Airline bleibt hartEin falscher Klick auf der Swiss-Website kostet Familienvater 6700 Franken
Ein falscher Klick kostet einen Familienvater eine Stange Geld. Er hatte auf der Swiss-Website seine Flüge unabsichtlich storniert, statt sie umzubuchen.
Darum gehts
- Ein Familienvater wollte Flüge nach Los Angeles umbuchen.
- Durch einen falschen Klick auf der Swiss-Website hatte er die Flüge jedoch storniert.
- Weil die Tickets jedoch nicht rückerstattbar sind, ist das Geld verloren.
Ein Mann wollte vergangenen Juli mit seiner Familie die USA bereisen. Dazu buchte er bei Swiss Hin- und Rückflüge von der Schweiz nach Los Angeles für vier Personen. Ende Mai habe die Familie die Reise jedoch «aus persönlichen Gründen» absagen müssen, wie der «Beobachter» schreibt.
Das Problem: Die Tickets waren nicht mehr rückerstattbar, eine Umbuchung dafür noch möglich. Dies hätte 115 Franken pro Flug plus die Differenz der Flugpreise gekostet, wie es weiter heisst. «Besser, als 6700 Franken zu verlieren», habe sich der Familienvater gedacht und sich an die Arbeit gemacht. Er habe dann zum Telefon gegriffen, sei bei der Swiss jedoch immer wieder in der Warteschleife gelandet.
Verhängnisvoller Klick auf einen Button
Laut eigener Aussage habe der Mann die Plätze für andere Passagiere freigeben wollen, als er auf der Website über den Button «refund request» gestolpert sei. «Ich dachte, durch den Klick starte ich eine harmlose Anfrage», so der Mann.
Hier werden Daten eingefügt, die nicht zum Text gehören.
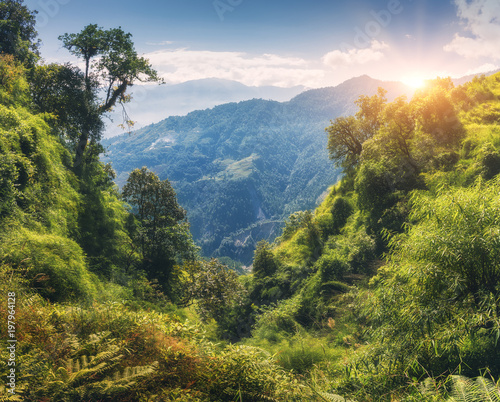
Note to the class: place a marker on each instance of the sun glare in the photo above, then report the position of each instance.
(414, 81)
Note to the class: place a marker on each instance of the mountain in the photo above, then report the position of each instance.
(151, 103)
(240, 168)
(467, 78)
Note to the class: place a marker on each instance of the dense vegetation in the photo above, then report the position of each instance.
(241, 168)
(388, 291)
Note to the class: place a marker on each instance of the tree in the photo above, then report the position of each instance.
(264, 264)
(346, 135)
(117, 67)
(217, 290)
(163, 233)
(61, 91)
(17, 32)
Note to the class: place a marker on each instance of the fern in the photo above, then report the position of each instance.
(95, 377)
(479, 390)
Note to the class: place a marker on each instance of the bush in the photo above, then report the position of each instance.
(55, 265)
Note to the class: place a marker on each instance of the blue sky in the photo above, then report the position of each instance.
(294, 42)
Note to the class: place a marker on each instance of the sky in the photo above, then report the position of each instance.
(314, 43)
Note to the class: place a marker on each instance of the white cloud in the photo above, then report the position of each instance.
(485, 68)
(163, 43)
(339, 58)
(181, 65)
(482, 19)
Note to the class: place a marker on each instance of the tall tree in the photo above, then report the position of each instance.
(163, 232)
(346, 135)
(116, 68)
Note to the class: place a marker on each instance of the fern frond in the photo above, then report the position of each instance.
(488, 389)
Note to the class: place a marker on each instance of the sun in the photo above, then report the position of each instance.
(414, 81)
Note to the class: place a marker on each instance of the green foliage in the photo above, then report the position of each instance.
(55, 265)
(217, 290)
(13, 84)
(162, 233)
(264, 263)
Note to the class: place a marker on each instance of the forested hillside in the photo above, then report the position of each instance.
(388, 291)
(247, 164)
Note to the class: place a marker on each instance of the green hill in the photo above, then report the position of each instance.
(240, 168)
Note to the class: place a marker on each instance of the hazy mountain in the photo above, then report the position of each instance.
(467, 78)
(240, 168)
(152, 103)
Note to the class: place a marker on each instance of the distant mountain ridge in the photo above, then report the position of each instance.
(149, 102)
(240, 168)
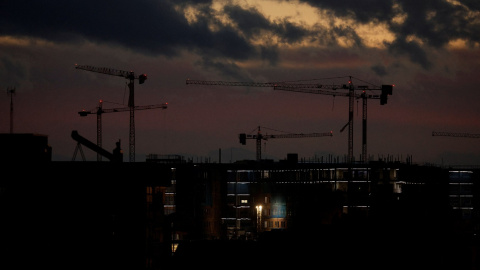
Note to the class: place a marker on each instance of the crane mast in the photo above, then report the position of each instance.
(130, 75)
(324, 89)
(99, 111)
(11, 93)
(259, 137)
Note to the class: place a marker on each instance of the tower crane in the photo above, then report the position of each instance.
(455, 134)
(11, 93)
(325, 89)
(130, 75)
(259, 137)
(99, 111)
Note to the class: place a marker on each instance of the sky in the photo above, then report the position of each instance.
(430, 51)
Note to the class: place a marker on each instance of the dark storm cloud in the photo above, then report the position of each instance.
(434, 22)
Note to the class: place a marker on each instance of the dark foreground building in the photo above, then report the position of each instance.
(167, 213)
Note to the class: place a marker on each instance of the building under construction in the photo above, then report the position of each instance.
(169, 213)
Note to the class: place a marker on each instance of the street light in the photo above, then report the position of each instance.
(259, 217)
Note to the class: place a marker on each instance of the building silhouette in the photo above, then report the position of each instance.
(168, 212)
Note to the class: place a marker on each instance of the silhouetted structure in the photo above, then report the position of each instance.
(157, 214)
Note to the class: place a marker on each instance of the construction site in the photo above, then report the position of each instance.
(170, 211)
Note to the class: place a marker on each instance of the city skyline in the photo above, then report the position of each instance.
(429, 51)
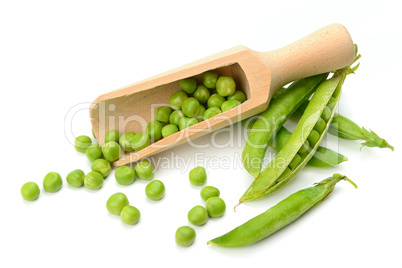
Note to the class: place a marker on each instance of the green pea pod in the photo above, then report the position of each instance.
(278, 216)
(270, 121)
(346, 129)
(323, 157)
(278, 172)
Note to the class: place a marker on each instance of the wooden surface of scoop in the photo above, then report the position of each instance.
(257, 74)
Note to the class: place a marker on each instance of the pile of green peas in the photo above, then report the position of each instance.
(214, 207)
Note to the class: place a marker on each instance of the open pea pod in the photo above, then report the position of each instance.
(281, 170)
(271, 120)
(323, 157)
(345, 128)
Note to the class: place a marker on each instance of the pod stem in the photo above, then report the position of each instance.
(350, 181)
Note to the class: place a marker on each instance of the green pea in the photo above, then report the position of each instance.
(200, 116)
(30, 191)
(230, 104)
(111, 151)
(155, 190)
(169, 130)
(313, 138)
(144, 170)
(209, 191)
(198, 215)
(112, 135)
(186, 122)
(304, 148)
(81, 143)
(101, 166)
(211, 112)
(175, 117)
(295, 162)
(215, 100)
(176, 99)
(326, 114)
(140, 141)
(116, 203)
(216, 207)
(189, 85)
(130, 215)
(238, 95)
(209, 79)
(162, 114)
(94, 152)
(320, 125)
(332, 103)
(124, 141)
(202, 94)
(124, 175)
(154, 130)
(185, 236)
(76, 178)
(52, 182)
(197, 176)
(225, 86)
(93, 180)
(190, 107)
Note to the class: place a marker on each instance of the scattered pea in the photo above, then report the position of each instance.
(225, 86)
(52, 182)
(230, 104)
(238, 95)
(111, 151)
(202, 94)
(130, 215)
(211, 112)
(124, 141)
(94, 152)
(140, 141)
(112, 135)
(30, 191)
(176, 99)
(101, 166)
(216, 207)
(185, 236)
(189, 85)
(124, 175)
(155, 190)
(198, 215)
(93, 180)
(76, 178)
(144, 170)
(209, 191)
(215, 100)
(154, 130)
(81, 143)
(209, 79)
(197, 176)
(190, 107)
(116, 203)
(162, 114)
(169, 130)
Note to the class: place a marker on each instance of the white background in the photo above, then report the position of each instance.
(59, 55)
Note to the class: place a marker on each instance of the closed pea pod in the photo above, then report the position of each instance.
(278, 216)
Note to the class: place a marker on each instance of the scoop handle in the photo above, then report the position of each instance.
(327, 49)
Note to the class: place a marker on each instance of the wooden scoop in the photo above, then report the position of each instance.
(257, 74)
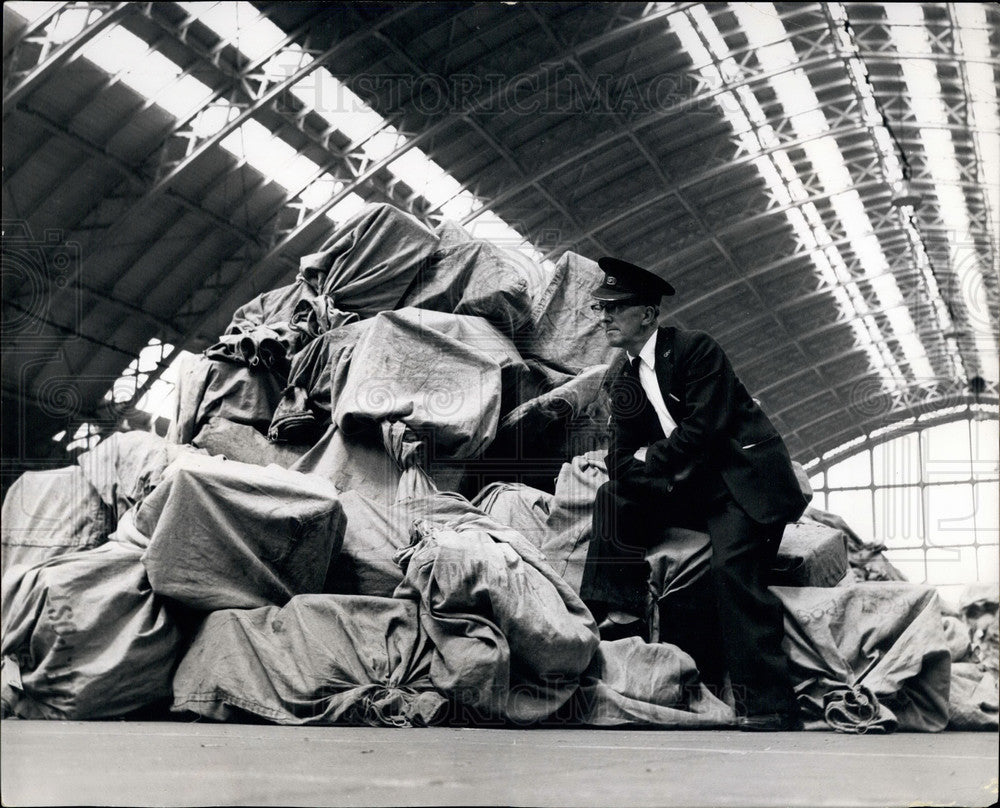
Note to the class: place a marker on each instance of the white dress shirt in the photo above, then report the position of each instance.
(647, 378)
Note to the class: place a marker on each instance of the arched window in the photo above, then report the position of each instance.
(929, 492)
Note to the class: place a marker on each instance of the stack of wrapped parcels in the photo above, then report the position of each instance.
(374, 506)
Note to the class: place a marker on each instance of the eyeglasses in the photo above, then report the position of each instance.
(611, 308)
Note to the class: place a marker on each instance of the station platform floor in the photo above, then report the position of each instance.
(182, 764)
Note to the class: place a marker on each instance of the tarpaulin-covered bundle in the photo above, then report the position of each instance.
(319, 659)
(560, 524)
(228, 535)
(208, 389)
(511, 638)
(867, 559)
(126, 466)
(975, 675)
(476, 277)
(49, 513)
(445, 376)
(376, 532)
(565, 333)
(428, 371)
(631, 682)
(370, 261)
(267, 331)
(566, 421)
(85, 637)
(869, 657)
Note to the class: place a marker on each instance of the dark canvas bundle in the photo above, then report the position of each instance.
(266, 332)
(226, 535)
(209, 388)
(320, 659)
(85, 637)
(49, 513)
(870, 657)
(126, 466)
(565, 333)
(477, 278)
(631, 682)
(428, 371)
(370, 260)
(510, 637)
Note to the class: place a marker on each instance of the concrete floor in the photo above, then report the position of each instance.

Im Monat darauf habe Funkstille geherrscht.
Am 4. Juli sei dann ein automatisches E-Mail eingegangen. Dort sei ihm mitgeteilt worden, dass 223.60 Franken rückerstattet werden. Beim Betrag habe es sich jedoch um die Flughafentaxen gehandelt. Angesichts der Gesamtsumme von 6700 Franken ein Tropfen auf den heissen Stein.
Klick storniert die Flüge
Der Mann habe sich sofort beim Swiss-Kundendienst gemeldet. Dieser habe erst drei Wochen später geantwortet. Durch den Klick habe der Familienvater die Flüge storniert. Eine Erstattung oder Umbuchung sei nun nicht mehr möglich.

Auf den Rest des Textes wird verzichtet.